Pete's away on work for Torchwood, Mickey's gone with him and Jackie's supposed to be asleep. The sleeping pills have all run out. The bed is cold and lonely, far too big and yet somehow even too warm without his freezing feet (why had she always complained about that so much? Right now, she'd do anything to feel his sub-zero toes pressing against her calves once more), and Rose cannot settle.

Jackie isn't asleep, either, but for entirely different reasons.

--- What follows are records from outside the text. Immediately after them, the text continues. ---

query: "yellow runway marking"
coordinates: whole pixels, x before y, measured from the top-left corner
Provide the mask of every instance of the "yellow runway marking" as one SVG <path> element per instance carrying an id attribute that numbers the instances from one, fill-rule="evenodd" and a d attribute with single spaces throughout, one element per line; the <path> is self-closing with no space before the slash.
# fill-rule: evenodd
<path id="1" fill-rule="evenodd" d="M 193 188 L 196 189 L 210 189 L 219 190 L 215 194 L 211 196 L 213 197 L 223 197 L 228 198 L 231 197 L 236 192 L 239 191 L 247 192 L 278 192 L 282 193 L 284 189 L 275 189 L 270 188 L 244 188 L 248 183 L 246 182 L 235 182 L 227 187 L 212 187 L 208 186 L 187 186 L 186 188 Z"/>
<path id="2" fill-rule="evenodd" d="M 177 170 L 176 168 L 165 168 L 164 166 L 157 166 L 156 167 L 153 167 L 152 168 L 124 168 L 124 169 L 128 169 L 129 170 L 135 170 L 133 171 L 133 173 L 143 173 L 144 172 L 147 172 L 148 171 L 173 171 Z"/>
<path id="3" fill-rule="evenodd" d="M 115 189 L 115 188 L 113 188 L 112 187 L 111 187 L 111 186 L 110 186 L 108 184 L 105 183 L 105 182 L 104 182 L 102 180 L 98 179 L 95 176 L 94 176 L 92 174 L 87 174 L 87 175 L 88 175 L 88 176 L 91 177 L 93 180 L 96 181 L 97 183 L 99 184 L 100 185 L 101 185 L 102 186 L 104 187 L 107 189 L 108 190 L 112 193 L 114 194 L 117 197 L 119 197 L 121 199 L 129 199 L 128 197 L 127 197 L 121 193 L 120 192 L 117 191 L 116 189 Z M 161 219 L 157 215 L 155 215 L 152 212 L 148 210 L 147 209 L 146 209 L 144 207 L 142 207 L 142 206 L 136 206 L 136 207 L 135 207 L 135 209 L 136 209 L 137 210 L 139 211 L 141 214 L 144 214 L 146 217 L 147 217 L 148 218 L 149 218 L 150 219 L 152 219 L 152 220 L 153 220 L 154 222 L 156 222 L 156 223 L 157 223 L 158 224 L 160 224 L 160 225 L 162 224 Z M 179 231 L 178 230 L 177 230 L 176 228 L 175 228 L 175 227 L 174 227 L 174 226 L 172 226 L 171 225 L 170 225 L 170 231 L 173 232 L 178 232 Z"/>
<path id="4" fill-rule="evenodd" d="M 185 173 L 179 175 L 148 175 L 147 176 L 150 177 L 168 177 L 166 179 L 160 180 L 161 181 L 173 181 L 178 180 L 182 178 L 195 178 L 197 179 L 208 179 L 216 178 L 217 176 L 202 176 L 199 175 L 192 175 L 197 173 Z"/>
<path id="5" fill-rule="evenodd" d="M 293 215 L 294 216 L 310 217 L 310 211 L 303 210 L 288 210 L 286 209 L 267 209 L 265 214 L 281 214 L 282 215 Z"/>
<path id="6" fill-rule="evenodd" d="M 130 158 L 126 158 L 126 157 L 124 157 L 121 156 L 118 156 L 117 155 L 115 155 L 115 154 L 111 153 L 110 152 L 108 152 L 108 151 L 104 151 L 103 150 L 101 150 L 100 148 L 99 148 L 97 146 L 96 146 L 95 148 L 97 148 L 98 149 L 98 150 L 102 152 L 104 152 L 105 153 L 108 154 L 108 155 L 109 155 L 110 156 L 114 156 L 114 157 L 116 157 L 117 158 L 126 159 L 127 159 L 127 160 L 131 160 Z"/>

She's in the living room – they have enough space to have half a dozen living rooms, but neither Rose nor her mother see the sense in this – balancing a bowl off her now-enormous bump and munching gherkins with ketchup even as she bemoans how disgusting that is.

"I can't sleep without him," Rose says from the doorway, more of a plea than a confession. "I need him," she whispers, numb as to what her sentences may convey to her mother. For once, she doesn't care what Jackie Tyler thinks of their relationship – she loved him, she loves him, and she hasn't the energy to hide it anymore.

Jackie looks ever-so-slightly resigned, though certainly not surprised, at the revelation her daughter had spent the last few years sharing a bed with a nine-hundred year old alien, but says nothing, shifting up along the sofa and throwing the blanket up in silence.

Rose's head takes the place of the bowl, eventually, and if she closes her eyes and holds her breath and forgets to feel, she can almost pretend that the double heartbeat of mother-and-baby is his.